Toute la partie est de l’empire continua à parler grec. Dans l’antiquité, le
grec est la langue de la culture, tandis que le latin est la langue de
l’administration. Pendant des siècles tout Romain cultivé était bilingue, dès
son plus jeune âge : il était capable de lire et d’écrire aussi bien en grec
qu’en latin. En effet, souvent, il avait eu une nourrice puis un pédagogue
grecs. On dit que même Caton l’Ancien (234 à 149 avant J.C.) qui, comme les
conservateurs de son époque, jugeait les Grecs trop décadents et pas assez
vertueux et qui s’était opposé à l’introduction à Rome de la culture grecque, se
résolut à apprendre le grec à plus de 80 ans.
Cf Horace : « Graecia capta ferocem victorem cepit,
et artes
Intulit agresti Latio »
Epîtres II, 1, v. 156/157
(La Grèce vaincue
s’empara de son farouche vainqueur et fit pénétrer les arts dans l’agreste
Latium »)
2/ La vie quotidienne
Confrontés
au mode de vie grec, les Romains s’en inspirent. Ainsi non seulement ils
décorent leur maison à l’aide d’œuvres grecques ou de copies, mais encore c’est
le plan de la maison lui-même qui subit l’influence grecque : au plan original
de la domus, les architectes ajoutent une partie plus moderne, centrée
autour du péristyle (dont le nom grec montre clairement l’origine). Certains
Romains, par snobisme, se piquent de vivre à la grecque, comme nous le montre le
texte suivant de Varron, tiré de Rerum rusticarum (1er siècle
avant J.C. :
« Ils pensent ne point avoir une villa, s’ils
n’usent pas d’une foule de mots grecs pour se l’approprier, en appelant ses
différentes pièces : prokoïtôna (antichambre), palaïstran (palestre),
apodutèrion (vestiaire), péristulon (péristyle), ornithôna (volière),
péristéréôna (pigeonnier), opôrothèkèn (resserre à fruits). »

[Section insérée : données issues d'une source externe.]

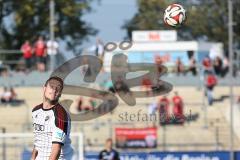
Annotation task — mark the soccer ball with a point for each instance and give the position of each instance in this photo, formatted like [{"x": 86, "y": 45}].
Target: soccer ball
[{"x": 174, "y": 15}]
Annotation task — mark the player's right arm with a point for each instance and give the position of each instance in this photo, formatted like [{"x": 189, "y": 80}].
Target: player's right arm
[{"x": 34, "y": 153}]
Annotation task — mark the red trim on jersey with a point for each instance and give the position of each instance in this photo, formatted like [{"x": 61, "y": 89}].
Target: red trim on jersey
[{"x": 61, "y": 119}]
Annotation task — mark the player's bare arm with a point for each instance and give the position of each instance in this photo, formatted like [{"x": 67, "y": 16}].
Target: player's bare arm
[{"x": 34, "y": 154}]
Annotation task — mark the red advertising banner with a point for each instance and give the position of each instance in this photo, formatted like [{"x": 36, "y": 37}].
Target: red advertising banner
[{"x": 136, "y": 137}]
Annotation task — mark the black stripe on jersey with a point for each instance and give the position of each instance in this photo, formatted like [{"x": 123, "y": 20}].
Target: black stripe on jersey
[
  {"x": 37, "y": 107},
  {"x": 61, "y": 118},
  {"x": 58, "y": 142}
]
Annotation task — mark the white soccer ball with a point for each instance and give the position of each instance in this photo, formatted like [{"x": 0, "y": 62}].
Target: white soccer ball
[{"x": 174, "y": 15}]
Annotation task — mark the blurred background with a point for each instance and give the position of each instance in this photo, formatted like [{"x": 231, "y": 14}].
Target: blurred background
[{"x": 198, "y": 119}]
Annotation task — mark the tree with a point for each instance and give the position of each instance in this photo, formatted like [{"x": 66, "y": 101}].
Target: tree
[
  {"x": 25, "y": 20},
  {"x": 206, "y": 19}
]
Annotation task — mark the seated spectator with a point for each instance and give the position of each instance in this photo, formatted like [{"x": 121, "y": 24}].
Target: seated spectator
[
  {"x": 93, "y": 103},
  {"x": 207, "y": 65},
  {"x": 13, "y": 96},
  {"x": 238, "y": 100},
  {"x": 121, "y": 86},
  {"x": 225, "y": 67},
  {"x": 40, "y": 54},
  {"x": 193, "y": 66},
  {"x": 210, "y": 83},
  {"x": 164, "y": 110},
  {"x": 147, "y": 84},
  {"x": 159, "y": 62},
  {"x": 79, "y": 104},
  {"x": 84, "y": 105},
  {"x": 217, "y": 65},
  {"x": 27, "y": 49},
  {"x": 5, "y": 96},
  {"x": 179, "y": 66},
  {"x": 178, "y": 108}
]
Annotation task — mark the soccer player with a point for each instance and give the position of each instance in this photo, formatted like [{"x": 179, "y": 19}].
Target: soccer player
[
  {"x": 51, "y": 125},
  {"x": 108, "y": 153}
]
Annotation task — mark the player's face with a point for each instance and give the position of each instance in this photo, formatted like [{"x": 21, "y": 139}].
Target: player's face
[
  {"x": 53, "y": 90},
  {"x": 109, "y": 144}
]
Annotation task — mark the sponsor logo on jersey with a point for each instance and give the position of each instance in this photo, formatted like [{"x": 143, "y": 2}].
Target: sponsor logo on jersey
[
  {"x": 38, "y": 127},
  {"x": 47, "y": 118}
]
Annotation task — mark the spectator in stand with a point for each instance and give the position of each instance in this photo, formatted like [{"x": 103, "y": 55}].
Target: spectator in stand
[
  {"x": 41, "y": 54},
  {"x": 211, "y": 82},
  {"x": 147, "y": 84},
  {"x": 178, "y": 108},
  {"x": 158, "y": 62},
  {"x": 99, "y": 52},
  {"x": 179, "y": 66},
  {"x": 108, "y": 153},
  {"x": 193, "y": 66},
  {"x": 13, "y": 96},
  {"x": 121, "y": 86},
  {"x": 225, "y": 67},
  {"x": 5, "y": 96},
  {"x": 217, "y": 65},
  {"x": 164, "y": 110},
  {"x": 207, "y": 65},
  {"x": 27, "y": 54}
]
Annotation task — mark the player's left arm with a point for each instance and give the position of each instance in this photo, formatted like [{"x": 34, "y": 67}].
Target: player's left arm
[
  {"x": 117, "y": 156},
  {"x": 55, "y": 152}
]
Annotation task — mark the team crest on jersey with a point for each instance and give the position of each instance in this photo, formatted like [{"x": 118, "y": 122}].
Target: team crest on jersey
[{"x": 47, "y": 118}]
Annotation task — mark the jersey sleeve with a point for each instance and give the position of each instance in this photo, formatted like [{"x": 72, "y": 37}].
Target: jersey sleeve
[{"x": 60, "y": 128}]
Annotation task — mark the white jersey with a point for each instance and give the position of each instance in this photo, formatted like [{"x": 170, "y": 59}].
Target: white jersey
[{"x": 51, "y": 126}]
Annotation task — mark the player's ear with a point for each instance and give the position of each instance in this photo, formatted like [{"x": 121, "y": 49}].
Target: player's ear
[{"x": 44, "y": 87}]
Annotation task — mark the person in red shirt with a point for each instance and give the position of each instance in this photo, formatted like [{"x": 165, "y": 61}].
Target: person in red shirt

Sur le forum aussi, on voit apparaître des
basiliques, entourées de colonnades.
D’autre part, les Romains adoptent les habitudes
des Grecs en matière de soins du corps et d’exercice physique, en particulier
dans les thermes qui, la plupart du temps, comportent un gymnase et une
palestre.
3/ La religion
Sous
l’influence de la pensée et de la mythologie grecques, la religion romaine
primitive se transforme en profondeur. Aux puissances indéterminées (numina)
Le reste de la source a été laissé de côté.